Figure shows that transaction fees are dependent on available block space and demand to process transactions. Original Source: Buck Perley, Unchained Capital

The implication in such a scenario is that high enough fees would negatively affect the accessibility of the Lightning Network and, hence, conflict with the commonly held ethos of self-sovereign Bitcoin scaling. Settlement fees are more than an operating cost in Lightning; they represent the cost of entry, management, adjudication, and exit. For the commoner, these fees could make self-sovereign usage of Lightning impractical, and thus compromise their ability to leverage it for everyday, unstoppable payments.

A major promise of bitcoin — that it will be peer-to-peer electronic cash — would in fact be compromised for most casual users if involvement in the network is practical only by relying upon trusted third-party intermediaries.

This problem harkens all the way back to the origin story of electronic cash. The concept of a central institution or entity rising to the level of an intermediary for transactions completely contradicts the original spirit for devising free (as in free-dom) electronic money. To put it to an extreme, it is possible such an outcome might even, with CBDC-like capabilities, strengthen the very financial structures that Bitcoin was set out to displace.

These points are meant to highlight how consequential it would be if Bitcoin loses some of its key properties of being available, verifiable, and censorship-resistant. Maintaining these properties while scaling Bitcoin to levels of worldwide adoption is both the goal and the challenge. While Lightning taking payments off-network solved the puzzle piece as it relates to transaction speed, given the necessity for occasional settlement, it still has limitations in its ability to solve the piece related to transaction cost.

The Future of Bitcoin Custodianship and Scalability

So how do we scale transaction costs? The unfortunate answer today is third-party custodians. Of course, custodianship is a spectrum, and the wealthiest users will find themselves swimming in options, from deploying their wealth with a single entity to navigating a high-fee landscape independently, without sacrificing any sovereignty. The sadder part is that poorer users may be forced to make a deal and possibly consent to whatever scale of centralised control is offered as a trade-off to take part in bitcoin’s inflation protection.

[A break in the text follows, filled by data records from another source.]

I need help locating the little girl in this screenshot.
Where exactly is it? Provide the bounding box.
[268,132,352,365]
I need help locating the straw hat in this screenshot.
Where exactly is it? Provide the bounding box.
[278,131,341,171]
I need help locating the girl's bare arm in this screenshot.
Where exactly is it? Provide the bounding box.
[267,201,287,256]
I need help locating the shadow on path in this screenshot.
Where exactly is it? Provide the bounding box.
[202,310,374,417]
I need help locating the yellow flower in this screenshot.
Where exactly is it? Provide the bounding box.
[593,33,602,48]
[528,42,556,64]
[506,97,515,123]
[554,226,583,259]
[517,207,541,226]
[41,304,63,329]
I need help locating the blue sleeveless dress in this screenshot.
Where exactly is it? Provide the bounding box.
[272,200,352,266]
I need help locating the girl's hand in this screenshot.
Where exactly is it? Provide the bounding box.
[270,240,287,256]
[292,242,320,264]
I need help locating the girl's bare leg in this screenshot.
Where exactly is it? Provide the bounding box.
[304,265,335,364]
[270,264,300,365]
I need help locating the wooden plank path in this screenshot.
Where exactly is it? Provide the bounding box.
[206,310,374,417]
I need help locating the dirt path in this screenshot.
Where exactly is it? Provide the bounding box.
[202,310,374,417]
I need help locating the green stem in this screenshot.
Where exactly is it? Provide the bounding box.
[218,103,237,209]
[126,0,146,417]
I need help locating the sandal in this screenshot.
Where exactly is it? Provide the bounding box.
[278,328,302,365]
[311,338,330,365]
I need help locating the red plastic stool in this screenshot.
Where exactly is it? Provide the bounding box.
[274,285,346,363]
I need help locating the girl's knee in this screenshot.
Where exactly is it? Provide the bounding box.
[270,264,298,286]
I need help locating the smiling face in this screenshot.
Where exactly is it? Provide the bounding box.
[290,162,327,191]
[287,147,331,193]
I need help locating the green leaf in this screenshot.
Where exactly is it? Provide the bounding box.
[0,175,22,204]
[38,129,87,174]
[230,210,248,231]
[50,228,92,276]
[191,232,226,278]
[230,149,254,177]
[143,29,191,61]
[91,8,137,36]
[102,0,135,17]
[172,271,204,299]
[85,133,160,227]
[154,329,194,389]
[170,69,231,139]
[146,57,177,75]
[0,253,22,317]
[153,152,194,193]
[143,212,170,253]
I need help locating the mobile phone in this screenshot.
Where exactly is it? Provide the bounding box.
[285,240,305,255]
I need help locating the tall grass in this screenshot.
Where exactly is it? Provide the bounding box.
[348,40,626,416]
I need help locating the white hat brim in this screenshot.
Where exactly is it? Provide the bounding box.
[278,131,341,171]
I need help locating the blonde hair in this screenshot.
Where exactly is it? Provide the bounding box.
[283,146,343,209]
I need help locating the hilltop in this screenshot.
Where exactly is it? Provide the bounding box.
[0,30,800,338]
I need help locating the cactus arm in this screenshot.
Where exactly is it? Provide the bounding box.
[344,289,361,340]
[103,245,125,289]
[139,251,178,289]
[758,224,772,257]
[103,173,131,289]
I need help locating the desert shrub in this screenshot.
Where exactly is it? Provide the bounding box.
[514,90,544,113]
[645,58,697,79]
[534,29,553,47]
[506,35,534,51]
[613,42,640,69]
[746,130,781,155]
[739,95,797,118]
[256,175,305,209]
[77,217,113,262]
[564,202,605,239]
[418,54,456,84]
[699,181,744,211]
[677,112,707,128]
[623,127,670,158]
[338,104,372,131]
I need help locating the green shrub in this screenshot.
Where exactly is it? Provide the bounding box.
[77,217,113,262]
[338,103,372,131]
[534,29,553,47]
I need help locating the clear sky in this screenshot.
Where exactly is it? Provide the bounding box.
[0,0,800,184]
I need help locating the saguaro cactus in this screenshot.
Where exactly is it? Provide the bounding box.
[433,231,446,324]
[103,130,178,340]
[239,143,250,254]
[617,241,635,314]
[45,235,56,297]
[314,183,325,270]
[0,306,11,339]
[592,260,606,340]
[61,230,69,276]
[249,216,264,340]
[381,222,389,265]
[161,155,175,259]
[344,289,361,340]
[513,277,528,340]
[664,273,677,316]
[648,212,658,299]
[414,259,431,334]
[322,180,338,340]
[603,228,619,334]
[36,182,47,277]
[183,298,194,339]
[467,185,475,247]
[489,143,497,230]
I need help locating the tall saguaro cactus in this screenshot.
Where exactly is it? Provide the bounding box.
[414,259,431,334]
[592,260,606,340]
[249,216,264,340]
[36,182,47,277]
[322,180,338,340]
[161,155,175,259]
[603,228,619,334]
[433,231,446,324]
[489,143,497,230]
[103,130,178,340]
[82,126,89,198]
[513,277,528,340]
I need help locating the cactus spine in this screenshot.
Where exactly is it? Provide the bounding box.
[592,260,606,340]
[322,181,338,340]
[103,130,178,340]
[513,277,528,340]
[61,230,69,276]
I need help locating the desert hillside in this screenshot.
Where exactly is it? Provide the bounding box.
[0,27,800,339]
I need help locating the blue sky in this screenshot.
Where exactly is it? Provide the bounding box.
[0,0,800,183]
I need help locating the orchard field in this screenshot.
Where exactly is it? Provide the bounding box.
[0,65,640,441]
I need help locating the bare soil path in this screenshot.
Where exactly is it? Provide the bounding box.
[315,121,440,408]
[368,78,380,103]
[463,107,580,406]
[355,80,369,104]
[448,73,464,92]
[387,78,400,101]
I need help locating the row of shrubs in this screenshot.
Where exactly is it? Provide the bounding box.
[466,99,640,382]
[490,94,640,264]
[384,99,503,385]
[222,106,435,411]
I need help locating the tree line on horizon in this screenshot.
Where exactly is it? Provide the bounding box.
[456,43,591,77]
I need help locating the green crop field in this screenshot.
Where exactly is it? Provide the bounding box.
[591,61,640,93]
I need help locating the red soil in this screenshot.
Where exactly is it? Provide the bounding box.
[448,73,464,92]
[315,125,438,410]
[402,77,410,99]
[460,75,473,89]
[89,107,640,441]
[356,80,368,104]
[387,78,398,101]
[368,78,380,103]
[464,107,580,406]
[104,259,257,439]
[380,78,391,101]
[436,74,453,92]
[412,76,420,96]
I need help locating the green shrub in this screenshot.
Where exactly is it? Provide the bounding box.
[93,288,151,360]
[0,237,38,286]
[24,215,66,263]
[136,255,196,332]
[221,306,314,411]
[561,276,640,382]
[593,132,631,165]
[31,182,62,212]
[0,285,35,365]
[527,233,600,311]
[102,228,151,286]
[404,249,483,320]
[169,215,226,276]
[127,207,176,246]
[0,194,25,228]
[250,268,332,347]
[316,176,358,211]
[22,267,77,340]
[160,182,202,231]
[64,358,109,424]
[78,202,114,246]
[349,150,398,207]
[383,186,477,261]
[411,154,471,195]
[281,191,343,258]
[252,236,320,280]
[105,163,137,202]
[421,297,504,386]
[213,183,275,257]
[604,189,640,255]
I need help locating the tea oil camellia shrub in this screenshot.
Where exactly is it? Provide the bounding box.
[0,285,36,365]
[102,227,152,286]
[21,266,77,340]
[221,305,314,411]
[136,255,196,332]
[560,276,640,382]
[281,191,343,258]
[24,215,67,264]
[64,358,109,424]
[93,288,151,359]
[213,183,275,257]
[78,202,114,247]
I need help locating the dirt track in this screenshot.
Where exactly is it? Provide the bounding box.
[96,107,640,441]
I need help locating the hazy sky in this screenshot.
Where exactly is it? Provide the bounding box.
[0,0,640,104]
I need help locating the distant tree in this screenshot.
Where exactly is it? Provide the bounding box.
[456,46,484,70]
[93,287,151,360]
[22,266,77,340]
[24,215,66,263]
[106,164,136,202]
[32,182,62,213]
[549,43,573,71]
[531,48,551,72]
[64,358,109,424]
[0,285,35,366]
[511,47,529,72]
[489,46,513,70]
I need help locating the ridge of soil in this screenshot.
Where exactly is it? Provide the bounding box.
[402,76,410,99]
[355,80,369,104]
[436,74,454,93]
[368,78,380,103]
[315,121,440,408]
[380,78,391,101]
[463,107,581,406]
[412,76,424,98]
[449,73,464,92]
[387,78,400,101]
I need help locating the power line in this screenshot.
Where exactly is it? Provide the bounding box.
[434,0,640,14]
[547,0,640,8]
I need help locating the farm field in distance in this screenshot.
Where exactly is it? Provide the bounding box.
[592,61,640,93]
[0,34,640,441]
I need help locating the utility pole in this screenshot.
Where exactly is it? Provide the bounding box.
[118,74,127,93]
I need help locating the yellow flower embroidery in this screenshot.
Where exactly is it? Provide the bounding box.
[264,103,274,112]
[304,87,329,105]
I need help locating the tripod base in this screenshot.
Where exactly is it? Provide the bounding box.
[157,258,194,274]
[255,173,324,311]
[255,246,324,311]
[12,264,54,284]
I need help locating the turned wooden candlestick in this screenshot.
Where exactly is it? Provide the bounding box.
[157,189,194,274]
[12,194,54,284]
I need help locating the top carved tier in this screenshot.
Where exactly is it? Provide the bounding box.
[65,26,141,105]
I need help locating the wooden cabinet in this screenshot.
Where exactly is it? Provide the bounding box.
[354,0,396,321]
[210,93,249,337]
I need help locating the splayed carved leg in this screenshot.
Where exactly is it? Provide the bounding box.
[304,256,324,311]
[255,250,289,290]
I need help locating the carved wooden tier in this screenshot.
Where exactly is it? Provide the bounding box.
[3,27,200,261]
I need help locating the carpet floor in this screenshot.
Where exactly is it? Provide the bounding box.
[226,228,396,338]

While not perfect, the status quo direction for assuaging such an undesirable future appears to be towards a free-market of federated offerings (think sidechains and fedimints), where competition should drive down costs for the commoner, controls are distributed across multiple parties, and economic incentives are seemingly aligned. It’s better than traditional banking systems, but it doesn’t fully extend Bitcoin’s properties of being completely independent and uncensorable.

Hope for full self-sovereignty persists in the form of protocol evolution, likely initially down the path of covenants (which one is a topic on which entire books could be written). The Bitcoin development community appears keen to continue to investigate updates — including reactivation of previously deactivated features — that can provide opportunities for a new breed of custodianship.

Perhaps settlement costs could be shared among a much larger range of participants. This would be particularly useful when paired with Lightning, where single transactions can already carry a much larger amount of economic activity (see channel factories). Or, perhaps new forms of layered networks will be invented, with seamless incentives and trivial validation costs.

The foundation of Bitcoin is so robust that there is always hope in the promise of a truly open, distributed financial system. From here, it’s mainly about marginal enhancements and how to best preserve its properties when making them.

Despite this, the future of the Lightning Network as a “silver bullet” looks murky as it stands, given it will tend toward centralization in high fee environments. Thus, the experiment toward a high-speed, cost effective, accessible, and neutral payments system continues, urged onward by the unyielding spirit of a community dead set on redefining the limits of financial sovereignty.